You can also turn an area of your yard into an organic garden plot. This can take longer, as you often have to remedy past soil contamination problems, but can be well worth the effort if you have the space and the inclination. The Internet, libraries, and bookstores are full of resources to help the interested gardener. For instance, check out OrganicHomeGardener.com, About.com Organic Gardening and Organic Gardener magazine. Don't be afraid to ask for help at your local gardening center, either.
It can be difficult to know what produce is in season in each region of the country. The National Resources Defense Council has made it much easier to figure out when to expect Brussels sprouts in your community. Visit their website and check out the “What's Fresh Near You” service. It lets you know what's growing in your region of the country.
Fabulous Frozen Food
One of the best ways to take advantage of each growing season is to freeze extra fruits or vegetables for later use. Whether you cook up an extra-large batch of purées, or you wash and freeze an extra quart of blueberries, you will be happy to have the taste of late summer when the leaves are falling off the trees.
Frozen fruits and vegetables can be used for up to six months, and meats can be used for up to three months. That means that May's plums can still be enjoyed in October. Freezing can allow you to store extra produce for future use, extending the life of fruits and vegetables that would otherwise go to waste. If you have five very ripe bananas, but will only be able to eat one in the next day, peel the others and freeze them for use in smoothies later.
Most vegetables and fruits are picked, packaged, and frozen within six hours of being harvested. These frozen vegetables can have more of certain vitamins than the fresh ones that you buy at your grocery store, as that produce may have been harvested five or more days before it reached you.
Because most commercially frozen organic produce is flash frozen immediately after picking, most of the nutrients are preserved. Although your supermarket might have fresh organic berries in December, they could have traveled halfway around the world before they came to your community.

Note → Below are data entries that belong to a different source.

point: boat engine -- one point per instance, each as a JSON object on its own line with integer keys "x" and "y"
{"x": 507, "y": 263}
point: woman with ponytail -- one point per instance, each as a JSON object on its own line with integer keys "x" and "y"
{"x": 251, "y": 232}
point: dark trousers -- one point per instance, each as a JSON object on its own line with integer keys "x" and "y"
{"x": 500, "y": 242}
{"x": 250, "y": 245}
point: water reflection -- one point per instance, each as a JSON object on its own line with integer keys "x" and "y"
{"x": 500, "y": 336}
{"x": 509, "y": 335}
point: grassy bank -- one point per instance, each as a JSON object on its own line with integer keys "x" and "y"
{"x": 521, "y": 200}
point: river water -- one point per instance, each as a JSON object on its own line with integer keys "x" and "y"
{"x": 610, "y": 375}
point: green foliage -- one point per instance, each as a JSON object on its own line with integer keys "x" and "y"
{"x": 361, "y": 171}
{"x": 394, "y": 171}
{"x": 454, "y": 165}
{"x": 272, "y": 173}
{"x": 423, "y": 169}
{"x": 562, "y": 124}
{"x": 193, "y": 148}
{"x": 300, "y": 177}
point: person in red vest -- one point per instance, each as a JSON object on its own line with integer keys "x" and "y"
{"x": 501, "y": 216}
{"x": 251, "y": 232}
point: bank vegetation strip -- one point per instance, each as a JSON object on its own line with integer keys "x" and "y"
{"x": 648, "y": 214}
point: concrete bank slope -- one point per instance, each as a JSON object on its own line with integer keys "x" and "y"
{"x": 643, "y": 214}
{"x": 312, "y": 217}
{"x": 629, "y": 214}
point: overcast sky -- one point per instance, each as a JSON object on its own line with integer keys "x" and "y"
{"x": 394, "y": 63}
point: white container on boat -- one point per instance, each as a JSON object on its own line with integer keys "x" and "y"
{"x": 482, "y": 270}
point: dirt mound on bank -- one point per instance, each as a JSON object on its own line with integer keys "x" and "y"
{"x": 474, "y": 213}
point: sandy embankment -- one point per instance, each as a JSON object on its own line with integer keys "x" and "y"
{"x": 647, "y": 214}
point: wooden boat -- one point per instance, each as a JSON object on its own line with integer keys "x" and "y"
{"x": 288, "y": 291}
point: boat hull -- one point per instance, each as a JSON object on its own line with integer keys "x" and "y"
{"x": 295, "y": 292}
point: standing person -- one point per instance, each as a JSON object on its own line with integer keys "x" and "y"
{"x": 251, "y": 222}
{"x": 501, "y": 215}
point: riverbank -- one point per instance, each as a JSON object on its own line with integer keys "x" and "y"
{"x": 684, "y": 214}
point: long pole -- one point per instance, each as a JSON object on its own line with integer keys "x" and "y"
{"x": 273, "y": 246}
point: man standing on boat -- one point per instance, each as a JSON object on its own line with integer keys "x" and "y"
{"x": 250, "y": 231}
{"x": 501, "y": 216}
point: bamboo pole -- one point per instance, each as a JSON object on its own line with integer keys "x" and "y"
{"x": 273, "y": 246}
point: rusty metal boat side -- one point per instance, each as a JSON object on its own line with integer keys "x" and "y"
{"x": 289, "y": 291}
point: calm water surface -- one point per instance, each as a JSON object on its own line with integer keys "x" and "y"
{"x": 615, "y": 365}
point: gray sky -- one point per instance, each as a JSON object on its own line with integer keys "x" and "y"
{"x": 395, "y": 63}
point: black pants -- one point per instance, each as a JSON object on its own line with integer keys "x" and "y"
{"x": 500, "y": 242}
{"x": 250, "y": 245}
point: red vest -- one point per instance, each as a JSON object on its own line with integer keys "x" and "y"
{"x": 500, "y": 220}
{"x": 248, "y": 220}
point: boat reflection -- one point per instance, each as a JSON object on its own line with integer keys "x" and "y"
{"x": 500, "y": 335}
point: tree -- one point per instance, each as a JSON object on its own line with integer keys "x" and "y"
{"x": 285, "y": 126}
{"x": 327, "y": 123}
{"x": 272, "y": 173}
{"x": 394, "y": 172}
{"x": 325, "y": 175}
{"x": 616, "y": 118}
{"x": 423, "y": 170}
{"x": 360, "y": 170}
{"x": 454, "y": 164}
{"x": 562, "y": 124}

Buying frozen fruit that was grown and frozen in your state will have used considerably fewer resources than the out-of-season fresh option. You can use these frozen fruits and vegetables to add variety when there are only limited fresh choices available in your region of the country.
What About Canned?
Canned beans, fruits, and vegetables can provide convenience and nutrition. Although dry beans can be an extremely affordable protein source, sometimes busy parents don't have the time necessary to soak and cook the beans before preparing them in their dinner entrée. Canned beans are a good source of protein, iron, and fiber. They also only require draining and rinsing before they're ready to incorporate in a salad, soup, or casserole.
Canned tomatoes and tomato sauces are among the best sources of lycopene. Lycopene, found in red-pigmented fruits and vegetables like tomatoes, may help prevent certain cancers. The heat from the canning process allows the lycopene in the tomatoes to be better absorbed in the body.
Many canned fruits, like pineapple, mandarin oranges, and tomato products, are good sources of vitamin C. They are great to have on hand to use in a wide range of recipes. Canned tomatoes and tomato sauces are also a great source of lycopene, an antioxidant. Using canned pumpkin instead of cooking a whole pumpkin can mean the difference between having quick, nutrition-packed muffins or doing without.
The important thing is to ensure that your family is eating a diet rich in a variety of fruits and vegetables. Using a combination of fresh, frozen, and canned can help promote your family's good health.